Morning Thanks

Garrison Keillor once said we'd all be better off if we all started the day by giving thanks for just one thing. I'll try.

Sunday, August 07, 2016

Sunday Morning Meds--Swept Away


You sweep men away in the sleep of death;. . .” Psalm 90:5

To me this line from Psalm 90 is all about Kenneth Lay, the disgraced CEO of Enron, an energy company that did little more than lay pipeline until Lay turned the company into an immense multi-national conglomerate, over 100 billion in annual revenues and number seven on the Fortune 500 in 2000.  Listen to this:  in 2001 Ken Lay gave away $6.1 million dollars.  That’s wealthy.

But his successes took a tragic turn with the collapse of the huge energy company he’d helped create.  Corruption found its way into the inner sanctum of Enron, and the company staggered and fell, first to its knees, then flat on its face, taking the dreams and financial futures of many thousands with it into oblivion.  

It took several years for investigators to unravel the paths of corruption, but from early on it was clear that Lay’s innocence—he claimed as much—was going to be difficult to prove. His was, after all, the desk where the buck stopped. Eventually a jury convicted Kenneth Lay, friend of Presidents, Houston’s most blessed philanthropist, of fraud and conspiracy for lying to employees and stock holders.

His story is the great American dream. Born dirt poor in Missouri, he rose by his bootstraps to the shining pinnacle of corporate America.  A note he sent to George W. Bush in 1998, on the occasion of Bush’s capturing the Texas Governorship, makes clear his relationship: “Please have your team let me know what Enron can do to be helpful in not only passing electricity restructuring legislation but also in pursuing the rest of your legislative agenda.” And then, penciled in beneath the type: “George—Linda and I are incredibly proud of you and Laura.” And finally, “Ken.” 

Sounds almost like a father.

Few men or women on earth wielded Ken Lay’s power during the glory years at Enron.  Few fell so far, so fast. Today, his name, when it is remembered at all, is synonymous with greed and graft, the quintessential white-collar criminal. When he fell, late-night comedians cut him up nightly. Today, no one remembers.

Amazingly, not long after his sentencing but before any jail time, he died; the autopsy said heart disease. Those who’ve followed the story—me included—felt somehow robbed because there should have been more before the cover closed. We were supposed to have seen him in an orange jumpsuit, trucked off to prison; we needed to hear the mechanical clang of a dead bolt. We needed to feel justice.

But he died, fell over dead on a vacation, of all things, in Aspen, Colorado. It just wasn’t right.

Those of us who are believers would like to see something else come out of this whole sordid tale—a confession of sin, maybe. Ken Lay toted a Bible to church every Sunday of his life, taught Sunday school for many years. A frequently combative and seemingly arrogant defendant during his six-month trial, Lay should have had time to make amends, to make peace, to show us redemption. When he died, I remember feeling as if the story just couldn’t be over. We were nowhere near a denouement.
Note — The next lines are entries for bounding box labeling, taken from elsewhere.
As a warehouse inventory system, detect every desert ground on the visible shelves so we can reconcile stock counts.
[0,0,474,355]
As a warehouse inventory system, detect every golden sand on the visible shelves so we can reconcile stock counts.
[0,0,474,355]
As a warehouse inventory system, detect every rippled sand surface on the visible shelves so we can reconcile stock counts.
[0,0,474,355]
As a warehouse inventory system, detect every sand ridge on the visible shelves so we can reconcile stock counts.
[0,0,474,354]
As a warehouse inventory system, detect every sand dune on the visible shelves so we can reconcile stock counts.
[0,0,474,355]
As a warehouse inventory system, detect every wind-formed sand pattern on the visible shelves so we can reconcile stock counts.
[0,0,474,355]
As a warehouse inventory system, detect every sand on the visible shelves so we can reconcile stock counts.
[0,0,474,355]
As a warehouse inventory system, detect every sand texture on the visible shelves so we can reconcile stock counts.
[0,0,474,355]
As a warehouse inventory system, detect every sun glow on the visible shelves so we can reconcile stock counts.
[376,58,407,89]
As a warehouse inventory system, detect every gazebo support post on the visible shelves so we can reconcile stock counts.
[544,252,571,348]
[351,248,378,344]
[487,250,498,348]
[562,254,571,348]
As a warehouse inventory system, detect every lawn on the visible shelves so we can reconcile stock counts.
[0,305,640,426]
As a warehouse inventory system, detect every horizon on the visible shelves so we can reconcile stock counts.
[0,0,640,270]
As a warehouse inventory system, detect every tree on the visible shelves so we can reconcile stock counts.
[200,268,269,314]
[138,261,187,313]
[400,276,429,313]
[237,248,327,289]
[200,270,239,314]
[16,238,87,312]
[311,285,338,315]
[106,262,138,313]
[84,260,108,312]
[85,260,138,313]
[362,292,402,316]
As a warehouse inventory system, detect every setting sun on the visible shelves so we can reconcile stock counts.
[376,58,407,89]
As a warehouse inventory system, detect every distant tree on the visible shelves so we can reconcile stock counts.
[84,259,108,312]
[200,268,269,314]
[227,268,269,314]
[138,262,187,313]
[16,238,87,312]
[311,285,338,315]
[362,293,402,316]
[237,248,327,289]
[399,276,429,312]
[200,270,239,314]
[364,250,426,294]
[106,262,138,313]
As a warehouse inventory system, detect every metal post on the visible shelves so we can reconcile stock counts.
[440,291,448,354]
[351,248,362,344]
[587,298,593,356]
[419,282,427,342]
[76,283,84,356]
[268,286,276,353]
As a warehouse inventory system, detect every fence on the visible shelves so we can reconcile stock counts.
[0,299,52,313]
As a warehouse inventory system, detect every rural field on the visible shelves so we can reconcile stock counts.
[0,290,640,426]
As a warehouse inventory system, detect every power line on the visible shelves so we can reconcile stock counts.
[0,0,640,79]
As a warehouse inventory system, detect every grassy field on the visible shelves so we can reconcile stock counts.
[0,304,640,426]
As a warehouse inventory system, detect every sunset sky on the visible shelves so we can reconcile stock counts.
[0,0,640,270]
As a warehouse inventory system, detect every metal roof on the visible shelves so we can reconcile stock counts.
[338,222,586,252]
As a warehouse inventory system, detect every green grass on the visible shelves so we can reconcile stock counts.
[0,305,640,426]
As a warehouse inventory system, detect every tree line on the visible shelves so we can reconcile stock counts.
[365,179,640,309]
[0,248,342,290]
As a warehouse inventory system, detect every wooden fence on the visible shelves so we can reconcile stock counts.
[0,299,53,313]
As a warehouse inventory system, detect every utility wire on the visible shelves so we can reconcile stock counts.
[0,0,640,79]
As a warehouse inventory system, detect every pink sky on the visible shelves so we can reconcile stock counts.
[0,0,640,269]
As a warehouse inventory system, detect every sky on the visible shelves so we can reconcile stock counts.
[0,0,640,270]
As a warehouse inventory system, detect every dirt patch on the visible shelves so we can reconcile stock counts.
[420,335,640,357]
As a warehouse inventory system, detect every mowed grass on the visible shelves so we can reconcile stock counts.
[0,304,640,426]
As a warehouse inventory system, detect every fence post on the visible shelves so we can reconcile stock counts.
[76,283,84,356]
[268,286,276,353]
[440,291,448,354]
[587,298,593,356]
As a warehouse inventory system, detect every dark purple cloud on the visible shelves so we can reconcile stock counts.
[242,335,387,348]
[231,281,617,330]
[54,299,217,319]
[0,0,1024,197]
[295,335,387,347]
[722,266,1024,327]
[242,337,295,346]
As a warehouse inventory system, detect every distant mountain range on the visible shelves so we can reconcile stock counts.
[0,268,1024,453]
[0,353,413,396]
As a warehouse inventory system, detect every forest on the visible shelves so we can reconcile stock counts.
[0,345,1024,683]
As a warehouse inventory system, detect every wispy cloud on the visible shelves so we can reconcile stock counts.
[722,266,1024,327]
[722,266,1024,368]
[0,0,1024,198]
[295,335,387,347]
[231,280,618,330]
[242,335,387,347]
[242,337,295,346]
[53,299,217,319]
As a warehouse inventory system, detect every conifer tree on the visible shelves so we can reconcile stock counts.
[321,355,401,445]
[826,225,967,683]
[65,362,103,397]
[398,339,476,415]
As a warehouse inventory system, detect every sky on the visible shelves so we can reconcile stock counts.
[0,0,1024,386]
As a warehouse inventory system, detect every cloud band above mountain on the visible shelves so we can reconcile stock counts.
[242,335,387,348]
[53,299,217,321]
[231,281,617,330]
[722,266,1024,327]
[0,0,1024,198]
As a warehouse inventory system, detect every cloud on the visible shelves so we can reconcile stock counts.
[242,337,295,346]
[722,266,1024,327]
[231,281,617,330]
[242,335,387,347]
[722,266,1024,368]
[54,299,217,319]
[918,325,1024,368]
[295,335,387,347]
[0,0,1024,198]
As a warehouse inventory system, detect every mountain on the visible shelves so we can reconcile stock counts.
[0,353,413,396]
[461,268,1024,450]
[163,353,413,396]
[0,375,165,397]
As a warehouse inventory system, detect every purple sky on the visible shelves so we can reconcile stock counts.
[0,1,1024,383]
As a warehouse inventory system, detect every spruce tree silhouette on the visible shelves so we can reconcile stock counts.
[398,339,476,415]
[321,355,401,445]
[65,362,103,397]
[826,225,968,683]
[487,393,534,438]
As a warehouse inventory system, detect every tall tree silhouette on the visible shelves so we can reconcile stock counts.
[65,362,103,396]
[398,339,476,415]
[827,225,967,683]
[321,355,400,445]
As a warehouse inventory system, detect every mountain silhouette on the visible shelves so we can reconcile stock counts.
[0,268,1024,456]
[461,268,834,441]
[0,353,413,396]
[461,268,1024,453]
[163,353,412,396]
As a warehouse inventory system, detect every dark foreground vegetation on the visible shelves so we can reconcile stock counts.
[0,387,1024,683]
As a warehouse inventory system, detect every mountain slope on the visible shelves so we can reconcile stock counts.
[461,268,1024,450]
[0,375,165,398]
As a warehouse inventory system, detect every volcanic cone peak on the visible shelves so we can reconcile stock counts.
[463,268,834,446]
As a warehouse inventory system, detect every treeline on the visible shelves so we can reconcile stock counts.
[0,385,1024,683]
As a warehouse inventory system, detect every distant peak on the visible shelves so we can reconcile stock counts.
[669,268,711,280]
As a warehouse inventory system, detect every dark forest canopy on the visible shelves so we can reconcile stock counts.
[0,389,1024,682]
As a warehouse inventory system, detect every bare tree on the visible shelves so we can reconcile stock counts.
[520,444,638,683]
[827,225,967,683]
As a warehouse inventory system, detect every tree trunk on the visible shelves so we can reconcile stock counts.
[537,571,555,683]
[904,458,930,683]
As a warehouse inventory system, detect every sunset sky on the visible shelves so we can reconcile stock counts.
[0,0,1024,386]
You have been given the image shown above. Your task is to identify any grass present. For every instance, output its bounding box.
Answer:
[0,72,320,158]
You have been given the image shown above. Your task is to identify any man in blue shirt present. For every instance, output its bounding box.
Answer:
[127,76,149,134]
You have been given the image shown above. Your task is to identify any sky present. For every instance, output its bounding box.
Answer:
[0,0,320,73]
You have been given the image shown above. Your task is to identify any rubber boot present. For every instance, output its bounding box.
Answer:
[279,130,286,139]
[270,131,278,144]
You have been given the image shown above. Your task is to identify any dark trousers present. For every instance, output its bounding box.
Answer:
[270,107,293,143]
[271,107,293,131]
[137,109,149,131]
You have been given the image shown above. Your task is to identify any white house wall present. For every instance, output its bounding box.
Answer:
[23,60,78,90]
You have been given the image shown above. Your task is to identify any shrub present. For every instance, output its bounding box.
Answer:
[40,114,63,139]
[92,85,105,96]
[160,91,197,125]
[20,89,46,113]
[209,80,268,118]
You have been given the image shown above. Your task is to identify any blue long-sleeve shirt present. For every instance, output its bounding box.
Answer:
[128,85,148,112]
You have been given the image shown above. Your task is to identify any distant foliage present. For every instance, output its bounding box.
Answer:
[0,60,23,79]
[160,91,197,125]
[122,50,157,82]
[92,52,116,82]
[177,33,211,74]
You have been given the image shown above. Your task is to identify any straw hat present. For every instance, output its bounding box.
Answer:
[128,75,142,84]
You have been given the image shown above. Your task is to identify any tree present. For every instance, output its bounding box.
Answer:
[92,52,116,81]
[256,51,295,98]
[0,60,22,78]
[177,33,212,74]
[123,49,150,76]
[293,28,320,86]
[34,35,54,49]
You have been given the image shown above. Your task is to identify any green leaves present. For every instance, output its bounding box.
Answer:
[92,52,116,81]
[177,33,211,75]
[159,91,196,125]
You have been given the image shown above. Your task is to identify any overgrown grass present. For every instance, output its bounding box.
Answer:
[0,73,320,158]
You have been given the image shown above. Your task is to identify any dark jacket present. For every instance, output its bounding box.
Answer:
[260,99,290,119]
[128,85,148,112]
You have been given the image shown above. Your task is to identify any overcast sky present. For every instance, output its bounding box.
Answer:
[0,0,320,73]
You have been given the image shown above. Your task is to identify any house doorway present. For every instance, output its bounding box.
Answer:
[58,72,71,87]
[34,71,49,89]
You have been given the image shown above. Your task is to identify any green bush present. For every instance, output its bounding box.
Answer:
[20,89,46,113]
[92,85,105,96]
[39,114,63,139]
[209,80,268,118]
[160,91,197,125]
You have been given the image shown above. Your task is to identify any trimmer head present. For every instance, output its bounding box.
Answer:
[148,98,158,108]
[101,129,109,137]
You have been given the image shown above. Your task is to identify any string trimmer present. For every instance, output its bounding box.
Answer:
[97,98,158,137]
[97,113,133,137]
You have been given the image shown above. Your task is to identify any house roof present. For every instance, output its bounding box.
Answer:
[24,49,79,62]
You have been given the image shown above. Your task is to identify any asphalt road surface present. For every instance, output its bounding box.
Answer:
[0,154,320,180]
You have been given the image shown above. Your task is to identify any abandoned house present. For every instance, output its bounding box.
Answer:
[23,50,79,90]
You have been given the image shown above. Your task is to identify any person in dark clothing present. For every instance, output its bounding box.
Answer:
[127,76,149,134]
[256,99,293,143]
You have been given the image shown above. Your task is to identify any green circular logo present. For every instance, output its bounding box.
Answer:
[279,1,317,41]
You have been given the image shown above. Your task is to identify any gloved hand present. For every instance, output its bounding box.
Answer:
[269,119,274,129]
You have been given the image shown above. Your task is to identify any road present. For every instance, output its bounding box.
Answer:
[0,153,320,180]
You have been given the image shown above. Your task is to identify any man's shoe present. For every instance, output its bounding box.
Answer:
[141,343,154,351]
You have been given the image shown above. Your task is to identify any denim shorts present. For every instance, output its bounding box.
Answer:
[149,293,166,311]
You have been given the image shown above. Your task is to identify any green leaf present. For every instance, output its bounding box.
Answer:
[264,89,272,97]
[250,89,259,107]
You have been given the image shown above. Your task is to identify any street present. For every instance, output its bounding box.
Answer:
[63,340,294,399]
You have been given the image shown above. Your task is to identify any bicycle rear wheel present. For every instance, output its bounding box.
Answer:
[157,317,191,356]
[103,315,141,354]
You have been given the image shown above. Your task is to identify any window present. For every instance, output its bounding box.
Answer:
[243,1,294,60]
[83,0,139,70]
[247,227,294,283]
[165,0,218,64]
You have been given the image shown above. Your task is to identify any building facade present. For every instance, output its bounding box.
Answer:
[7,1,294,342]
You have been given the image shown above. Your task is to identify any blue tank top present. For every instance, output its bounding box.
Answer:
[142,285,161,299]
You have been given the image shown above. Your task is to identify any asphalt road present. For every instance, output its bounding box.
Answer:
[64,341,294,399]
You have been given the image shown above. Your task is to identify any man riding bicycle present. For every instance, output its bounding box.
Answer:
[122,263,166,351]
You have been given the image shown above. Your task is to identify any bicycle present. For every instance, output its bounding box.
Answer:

But dead men tell no tales, and now he’s gone. His family misses him, I’m sure, but also must feel some relief. Conspiracy theorists will never believe “heart disease.” 

Kenneth Lay was “swept away in the sleep of death,” just exactly as the Psalm say.  But this verse is not about Ken Lay. 

It’s much easier for all of us, it seems, to get high-and-mighty than it is to remember to ask not for whom the bell tolls.